Any previous analyses that did not crash should not be affected by
this change.
- The newer version of dpp-msprior also changes the weirdness from the
original msBayes where there was a check for small (i.e., 0.0001)
divergence times. In such simulations, the div time was set to this
arbitrary lower bound, and the bottleneck time was set to 0.5 of this. I
am guessing this was to prevent unrealistic (and numerically unstable?)
changes in pop size. However, 0.0001 can be thousands of generations which
is not trivial. Also, rather than this weird hack of the bottleneck time,
it seems much better to simply have no bottleneck if the div time is
essentially zero. Accordingly, I lowered the threshold and simply “turn
off” the bottleneck if the time is below it (I no longer adjust the div
time or bottleneck time). This change should have very little affect on
most analyses.
6.6.2. Bug Fixes
- As mentioned in the change above, in rare cases, theta values of zero drawn
from the prior via dpp-msprior would cause msDQH to crash. The new
version of the dpp-msprior binaries should prevent this.
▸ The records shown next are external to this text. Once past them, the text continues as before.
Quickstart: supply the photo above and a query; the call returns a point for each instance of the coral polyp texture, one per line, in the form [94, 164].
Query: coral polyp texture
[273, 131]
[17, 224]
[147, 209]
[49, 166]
Any previous
analyses that did not crash were not affected by this bug.
6.7. Version 0.2.2
6.7.1. Changes
- End-user CLI scripts log additional information.
- dmc.py will now set the number of standardizing samples equal to the
number of prior samples, if the former is larger than the latter.
6.7.2. New Features
- New management of paths to dpp-msbayes and msBayes executables. Previously,
the package only used the executables bundled with the package, which
required the package to be installed via python setup.py develop. Now,
the package will also look for executables on the system.
- Updating setup.py so that the bundled executables will be installed
along with end-user scripts via python setup.py install after checking
that all the executables work on the system.
- 32-bit Linux versions of the dpp-msbayes/msBayes executables are now
bundled with the package.
6.7.3. Bug Fixes
- Fixed a bug where MsBayesWorker instances with a sample size of zero
would hang indefinitely. A ValueError is now raised if an MsBayesWorder
is initiated with an integer less than one for the sample size.
6.8. Version 0.2.1
6.8.1. Changes
- Adding working version of documentation.
- Overhauled package-wide and CLI-script logging management.
6.8.2. Bug Fixes
- Fixing bug in dmc.py script, where the wrong value for the number of
standardizing samples was being written to the run summary file.
6.9. Version 0.2.0
6.9.1. New Features
- New options added to package and scripts for the sort index. These allow
summary statistics to be grouped by taxon, but without re-sorting.
6.9.2. Changes
- The new default option for the sort index for the entire package and for
end-user scripts is to not group or re-sort the summary statistics of each
alignment. The re-sorting that was done prior to this was NOT VALID,
because the summary statics calculated from the different alignments are
NOT exchangeable.